Confisca per il sito di trading online senza autorizzazioni

Tribunale di Roma. La misura cautelare riapre il dibattito sulla mancanza di norme ponte per il web di Alessandro Galimberti e Andrea Monti – IlSole24Ore – Norme e Tributi

Confisca del sito mediante <<persistente oscuramento>>.  Il Gip di Roma, archiviando dopo tre anni l’indagine contro un sito di trading online basato in Belize ( ma operante in lingua italiana come da denuncia Consob – <myfxchoice.com>)riapre a distanza di due lustri il dibattito sulla applicabilità delle misure “apprensive” al mondo digitale. Già tre anni fa la GdF aveva sequestrato preventivamente il sito che consentiva operazioni binarie di trading al di fuori da qualsiasi autorizzazione e iscrizione all’albo, ma all’esito dell’inchiesta – arenatasi sulla ”solita” inidentificabilità del reo – il Gip ha perpetuato l’oscuramento con l’applicazione della confisca.

Già nel 2009 – sentenza 49437 – la Cassazione aveva suscitato più di una perplessità enunciando il principio di diritto in base al quale il sequestro preventivo  poteva essere eseguito, nei confronti di un sito web localizzato al di fuori della giurisdizione italiana, ordinando a Internet Provider e compagnie telefoniche di “oscurarlo”. La Terza penale aveva corretto sul punto il Riesame di Bergamo circa la misura cautelare reale.

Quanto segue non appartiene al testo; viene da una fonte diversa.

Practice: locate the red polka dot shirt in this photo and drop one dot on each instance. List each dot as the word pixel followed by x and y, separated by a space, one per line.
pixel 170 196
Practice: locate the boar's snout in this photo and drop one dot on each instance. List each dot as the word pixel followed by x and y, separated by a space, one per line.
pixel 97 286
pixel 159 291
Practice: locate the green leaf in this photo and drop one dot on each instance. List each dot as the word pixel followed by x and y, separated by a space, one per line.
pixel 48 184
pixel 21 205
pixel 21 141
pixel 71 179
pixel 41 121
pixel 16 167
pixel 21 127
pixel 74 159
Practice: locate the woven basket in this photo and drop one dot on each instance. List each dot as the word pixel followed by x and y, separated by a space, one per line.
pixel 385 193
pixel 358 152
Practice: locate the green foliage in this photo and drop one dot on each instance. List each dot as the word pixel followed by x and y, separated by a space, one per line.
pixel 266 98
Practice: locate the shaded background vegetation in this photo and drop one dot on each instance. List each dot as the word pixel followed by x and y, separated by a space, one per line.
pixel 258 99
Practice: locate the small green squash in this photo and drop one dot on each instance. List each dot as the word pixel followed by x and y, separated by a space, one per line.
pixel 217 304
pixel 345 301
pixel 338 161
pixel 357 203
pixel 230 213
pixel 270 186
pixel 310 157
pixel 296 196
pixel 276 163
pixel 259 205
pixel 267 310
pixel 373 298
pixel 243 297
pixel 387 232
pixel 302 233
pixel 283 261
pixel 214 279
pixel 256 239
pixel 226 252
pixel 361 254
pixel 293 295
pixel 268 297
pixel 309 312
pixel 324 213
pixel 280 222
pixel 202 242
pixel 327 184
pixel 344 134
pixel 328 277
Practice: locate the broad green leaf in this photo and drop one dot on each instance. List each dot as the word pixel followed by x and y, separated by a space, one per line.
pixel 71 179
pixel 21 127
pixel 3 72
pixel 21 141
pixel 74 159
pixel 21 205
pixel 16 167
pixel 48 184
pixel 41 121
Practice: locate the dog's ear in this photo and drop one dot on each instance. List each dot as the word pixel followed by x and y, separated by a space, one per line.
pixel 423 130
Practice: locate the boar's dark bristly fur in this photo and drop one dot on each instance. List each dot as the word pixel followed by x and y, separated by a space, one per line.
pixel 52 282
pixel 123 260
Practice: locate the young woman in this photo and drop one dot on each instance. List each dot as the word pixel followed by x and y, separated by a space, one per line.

All’epoca si osservò che eseguire un sequestro implica che la polizia giudiziaria asporti materialmente il bene coinvolto, o comunque che impedisca a chiunque di utilizzarlo. Applicare tutto questo ai bit è quantomeno problematico, e  forse inutile. A differenza di quanto accade con un sequestro preventivo,  una risorsa di rete localizzata al di fuori dei confini italiani, pur “oscurata” non solo rimane perfettamente raggiungibile da chiunque si trovi all’estero, ma continua ad essere disponibile anche in Italia a chi è dotato di minime competenze tecniche.

Non si discute, dunque, il potere di inibizione dell’autorità giudiaria (richiamato dalla Cassazione, articoli 14 e 16 del D.lgs. 70/2003), ma piuttosto l’assenza di una norma che lo tipizzi, vista l’insufficienza degli articoli richiamati che prevedono un generico potere di inibitoria ma, al pari di quanto accade con le autorità amministrative, non ne specificano contenuti e limiti. In sede civile i provvedimenti cautelari (anche in materia di proprietà intellettuale) sono flessibili e consentono anche misure atipiche; nulla vieta dunque di ricondurre questo potere di inibitoria in una delle figure già previste dalla legge. Questo non accade nel Codice di procedura penale dove —perché questo è il punto— manca una “norma ponte” che colleghi il potere di cui al D.lgs. 70/03 alla disciplina delle misure cautelari reali. Se, dunque, è comprensibile la scelta della Cassazione di interpretare estensivamente il concetto di sequestro preventivo per colmare il vuoto normativo, dall’altro lato è un fatto che oltre alle criticità di sistema che genera, questa interpretazione non produce il risultato voluto. Ciò è ancora più vero nel caso  della confisca disposta dal GIP  e in particolare in rapporto a un sito web localizzato all’estero che deve rimanere permanentemente oscurato.

È pacifico, infatti, che la confisca si traduce in una ablazione del bene dalla disponibilità del soggetto e del suo ingresso nel patrimonio dello Stato che, dunque, ne dispone uti dominus. Qui, invece, non solo non si acquisiscono la proprietà e la disponibilità del bene, ma si pongono in capo a un terzo estraneo compiti e costi di attività di cui non è parte.